Exhibit 10.1
NINTH AMENDMENT
TO RECEIVABLES PURCHASE AGREEMENT
THIS NINTH
AMENDMENT TO RECEIVABLES PURCHASE AGREEMENT, dated
as of September 18, 2007 (this “Amendment” ), is by and
among Edwards Lifesciences Financing LLC, a Delaware limited
liability company ( “Seller” ), Edwards
Lifesciences LLC, a Delaware limited liability company (
“Servicer” ),
Variable Funding Capital Company LLC, a Delaware limited liability
company ( “VFCC” ) as assignee of
Blue Ridge Asset Funding Corporation, the liquidity banks from time
to time party to the Liquidity Agreement (the “Liquidity Banks;” together
with VFCC, the “Purchasers” ) and Wachovia
Bank, National Association, as agent for the Purchasers (the
“Agent” ), and
pertains to the Receivables Purchase Agreement dated as of December
21, 2000 amongst the parties hereto (as heretofore and hereby
amended, the “Purchase
Agreement” ).

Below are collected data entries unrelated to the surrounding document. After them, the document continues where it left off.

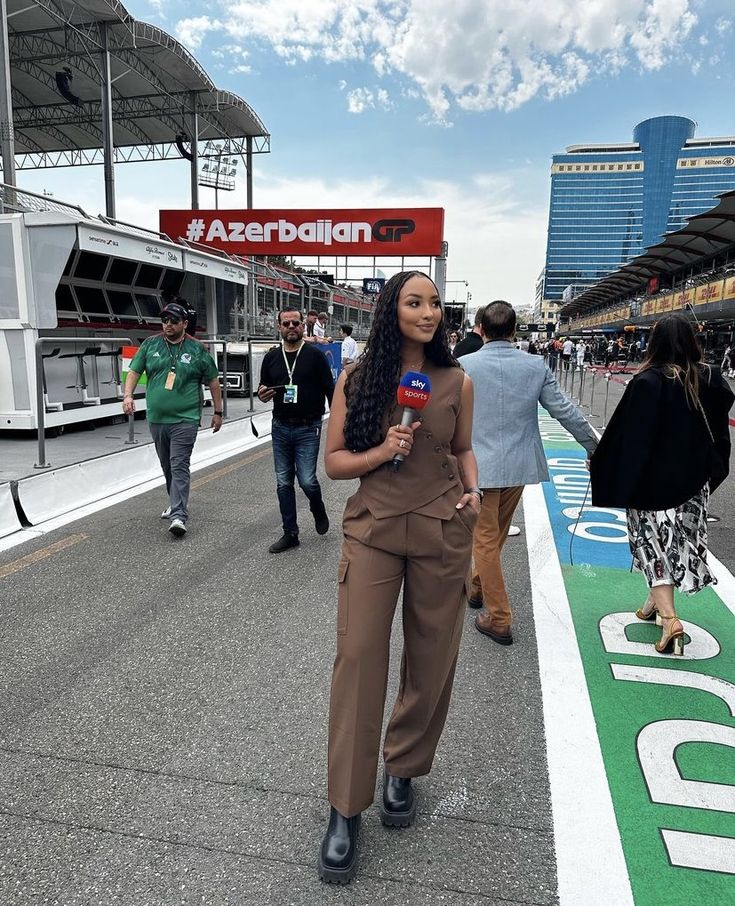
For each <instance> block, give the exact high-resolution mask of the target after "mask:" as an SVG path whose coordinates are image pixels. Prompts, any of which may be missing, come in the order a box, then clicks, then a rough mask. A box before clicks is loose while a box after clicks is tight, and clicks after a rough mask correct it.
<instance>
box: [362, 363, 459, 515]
mask: <svg viewBox="0 0 735 906" xmlns="http://www.w3.org/2000/svg"><path fill="white" fill-rule="evenodd" d="M423 371H424V373H425V374H426V375H428V377H429V380H430V381H431V398H430V400H429V402H428V404H427V405H426V407H425V408H424V409H423V410H422V411H421V413H420V414H421V416H422V418H423V421H422V423H421V426H420V427H418V428H417V429H416V431H415V432H414V443H413V449H412V450H411V454H410V456H407V457H406V459H405V461H404V463H403V465H402V466H401V468H400V469H399V470H398V472H394V471H393V468H392V464H391V463H385V464H384V465H382V466H380V468H378V469H375V470H374V471H373V472H368V474H367V475H363V476H362V478H361V479H360V489H359V491H358V495H359V497H360V498H361V499H362V501H363V502H364V503H365V505H366V506H367V508H368V509H369V510H370V512H371V513H372V514H373V516H374V517H375V518H376V519H384V518H386V517H387V516H399V515H401V514H403V513H409V512H413V513H416V512H420V513H421V514H422V515H424V516H434V517H436V518H438V519H451V518H452V517H453V516H454V513H455V505H456V503H457V501H458V500H459V498H460V497H461V496H462V494H463V493H464V488H463V487H462V481H461V479H460V476H459V466H458V463H457V458H456V457H455V456H454V455H453V454H452V452H451V444H452V438H453V437H454V431H455V426H456V424H457V416H458V415H459V410H460V405H461V392H462V383H463V381H464V372H463V371H462V369H461V368H438V367H437V366H435V365H433V364H431V363H429V362H427V363H426V365H425V366H424V369H423ZM402 415H403V411H402V409H400V408H399V407H398V406H393V407H392V409H391V410H390V411H389V412H388V413H387V414H386V417H385V419H384V420H383V432H384V434H385V433H386V432H387V430H388V428H389V427H390V426H391V425H397V424H399V423H400V421H401V416H402Z"/></svg>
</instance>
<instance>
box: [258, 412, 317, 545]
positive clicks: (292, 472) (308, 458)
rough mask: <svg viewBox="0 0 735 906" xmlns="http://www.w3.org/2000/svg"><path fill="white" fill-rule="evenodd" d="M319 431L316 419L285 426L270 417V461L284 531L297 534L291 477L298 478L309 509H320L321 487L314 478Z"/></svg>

Unless otherwise defined in this Amendment
capitalized terms used herein shall have the meanings assigned to
such terms in the Purchase Agreement.
PRELIMINARY
STATEMENTS
WHEREAS,
the Seller wishes to make certain amendments to the Purchase
Agreement; and
WHEREAS,
the Agent and the Purchasers are willing to agree to such
amendments.
NOW,
THEREFORE, in consideration of the foregoing
premises and the mutual agreements herein contained and other good
and valuable consideration, the receipt and adequacy of which are
hereby acknowledged, the parties hereto agree as follows:
1.
Amendments . The Purchase Agreement is hereby amended
as follows:
(a)
The definition of “Liquidity
Termination Date” set forth in Exhibit I to the
Purchase Agreement is hereby amended and restated in its entirety
to read as follows:
“Liquidity
Termination Date” means the earlier to occur
of (a) September 16, 2008, and (b) the date on which a Downgrading
Event with respect to a Liquidity Bank shall have occurred and been
continuing for not less than 45 days, and either (i) the Downgraded
Liquidity Bank shall not have been replaced by an Eligible Assignee
pursuant to the Liquidity Agreement or (ii) the Liquidity
Commitment of such Downgraded Liquidity Bank shall not have been
funded or collateralized in such a manner that will avoid a
reduction in or withdrawal of the credit rating applied to the
Commercial Paper to which such Liquidity Agreement applies by any
of the rating agencies then rating such Commercial Paper.